1. Field of the Invention
The present invention relates to an image reading apparatus using a plurality of sensor chips, an image reading method, and a program used therefor.
2. Description of the Related Art
In scanners for use by common users, contact image sensors (CISs) are used since they have advantages in that the required cost is reduced by the recent progress in the semiconductor process and production technology and in that they only need small amounts of luminous energy from light sources.
Recent scanners for use by common users have a main-scanning period of approximately 10 to 20 milliseconds, while image reading apparatuses, which are so-called “copying machines”, have such a two-digit increase in speed that the main-scanning period is 300 milliseconds.
When a CIS is used in the image reading apparatus having the double speed, one problem is that an increase in the temperature of sensor chips causes variation in a black offset level, which is a signal level for performing correction, to a reference level for the black signal by performing calculation on input signals and which can cancel (offsets) a difference in level between input signals. Specifically, in a mode of sequential reading of up to approximately fifty documents by using an auto document feeder (ADF), shading correction for offsetting an effective-image-signal level difference (e.g., a level difference between image signals in a line sensor when performing reading from a uniform-density reference member) is performed only once at the start of a job (e.g., an image-reading operation based on an operator's instruction). This is because mechanical implementation of shading correction for each document reduces copying productivity. Also, in order to meet the recent need to reduce power consumption, there is a case in which a CIS is not supplied with power when scanning is not performed, and by supplying power just before scanning, tens of documents are consecutively copied.
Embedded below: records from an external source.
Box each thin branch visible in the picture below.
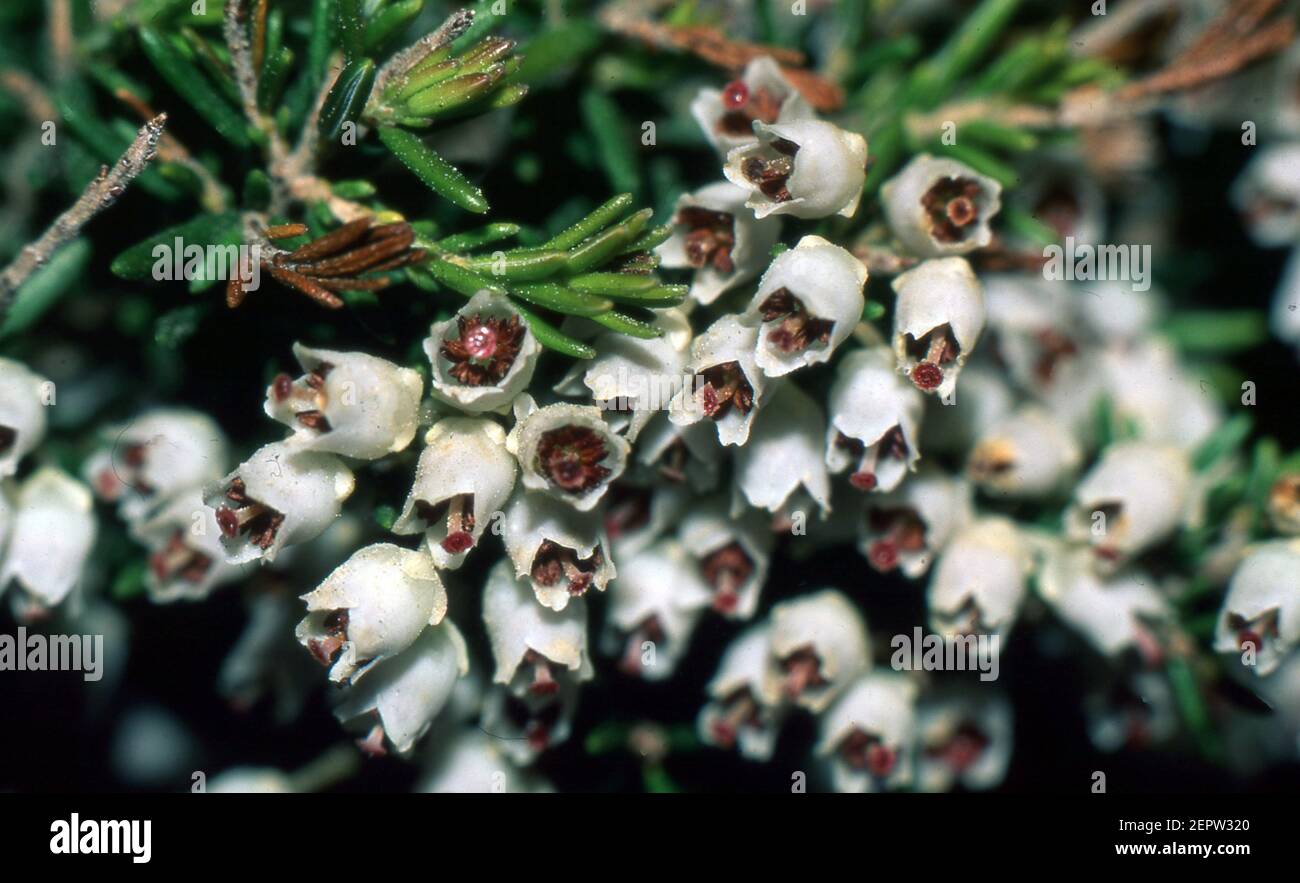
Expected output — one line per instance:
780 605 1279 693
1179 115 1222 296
0 113 166 314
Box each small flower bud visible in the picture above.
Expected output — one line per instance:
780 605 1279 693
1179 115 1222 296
1214 540 1300 676
893 257 984 398
506 393 632 512
424 291 542 414
966 406 1083 498
668 315 767 445
696 623 785 762
502 493 618 610
748 235 867 377
295 542 447 683
880 153 1002 257
816 671 917 793
763 589 871 714
265 343 424 460
826 346 924 493
0 358 49 477
690 56 814 153
0 467 98 619
655 181 781 304
334 619 469 754
723 120 867 218
732 384 831 512
203 442 356 564
927 516 1032 637
1066 442 1191 571
393 417 517 570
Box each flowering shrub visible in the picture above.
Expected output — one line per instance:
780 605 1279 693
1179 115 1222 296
0 0 1300 792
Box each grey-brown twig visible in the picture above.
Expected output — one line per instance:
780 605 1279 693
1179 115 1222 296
0 113 166 314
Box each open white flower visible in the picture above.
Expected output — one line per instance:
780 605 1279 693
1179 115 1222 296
690 55 814 153
1039 547 1173 667
131 488 244 603
1232 142 1300 248
506 393 632 512
294 542 447 683
826 346 926 492
893 257 984 398
334 619 469 754
880 153 1002 257
203 442 356 564
732 384 831 512
763 589 871 714
696 623 785 762
926 516 1032 639
858 469 971 579
723 120 867 218
484 562 594 697
1066 441 1191 570
424 291 542 414
1214 540 1300 676
0 358 53 477
816 671 917 793
602 540 711 680
677 498 772 619
502 493 618 610
655 180 781 304
555 310 690 442
748 235 867 377
917 689 1014 792
85 408 229 521
0 467 98 613
668 315 767 445
264 343 424 460
966 404 1083 498
393 417 517 570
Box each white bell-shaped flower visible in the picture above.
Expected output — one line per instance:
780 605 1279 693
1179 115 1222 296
723 120 867 218
668 315 767 445
555 310 690 442
334 619 469 754
926 516 1032 637
0 358 53 477
858 469 971 579
690 55 814 155
893 257 984 398
966 404 1083 498
424 291 542 414
203 442 356 564
85 408 230 521
502 493 618 610
696 623 785 762
1214 540 1300 676
732 384 831 512
264 343 424 460
1039 547 1173 666
131 488 251 603
506 393 632 512
763 589 871 714
1066 441 1192 571
880 153 1002 257
393 417 519 570
0 467 98 618
826 346 926 492
602 540 711 680
484 562 594 697
294 542 447 683
816 671 917 793
655 180 781 304
677 498 772 619
746 235 867 377
917 689 1015 793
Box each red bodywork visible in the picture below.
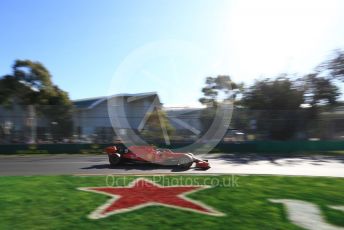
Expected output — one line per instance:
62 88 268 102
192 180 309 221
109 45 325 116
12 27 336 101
105 146 210 169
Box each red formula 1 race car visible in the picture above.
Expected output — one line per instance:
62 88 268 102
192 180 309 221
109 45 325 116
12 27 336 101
105 144 210 169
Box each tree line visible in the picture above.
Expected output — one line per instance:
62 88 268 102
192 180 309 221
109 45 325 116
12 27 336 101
199 50 344 140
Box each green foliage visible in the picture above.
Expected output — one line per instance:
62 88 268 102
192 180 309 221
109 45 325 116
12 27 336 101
199 75 243 106
302 73 340 106
0 60 73 138
242 77 304 140
199 75 243 133
321 50 344 81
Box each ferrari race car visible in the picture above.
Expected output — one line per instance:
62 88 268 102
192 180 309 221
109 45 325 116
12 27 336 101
105 144 210 169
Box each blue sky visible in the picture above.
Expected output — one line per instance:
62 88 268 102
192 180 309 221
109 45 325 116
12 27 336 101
0 0 344 106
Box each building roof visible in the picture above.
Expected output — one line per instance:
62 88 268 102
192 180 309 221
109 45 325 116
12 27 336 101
73 92 157 109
In this case, the temperature of a sensor chip and an analog chip rapidly rises for about the first one minute from a dead state and gradually increases thereafter, so that the black offset level changes. In addition to self-heating of the sensor chip and the analog chip, for example, when a Xenon lamp or the like is used as a document-illuminating light source, it is also a heat source and enhances the change.
As described above, the above-described related art has several problems. For example, it takes three minutes to sequentially read fifty documents set in the ADF from the start of reading to the end of reading, and the black offset level greatly changes between the reading of the first document and the reading of the fiftieth document.
This becomes particularly serious when a so-called “multi-chip sensor” formed by a plurality of arranged sensor chips is used. In other words, the change in black offset level between chips is not uniform compared with individual sensor-chip differences. Accordingly, a plurality of channels have different reference levels for a black signal. This generates brightness differences in image regions corresponding to the reference levels, so that visual image quality greatly deteriorates.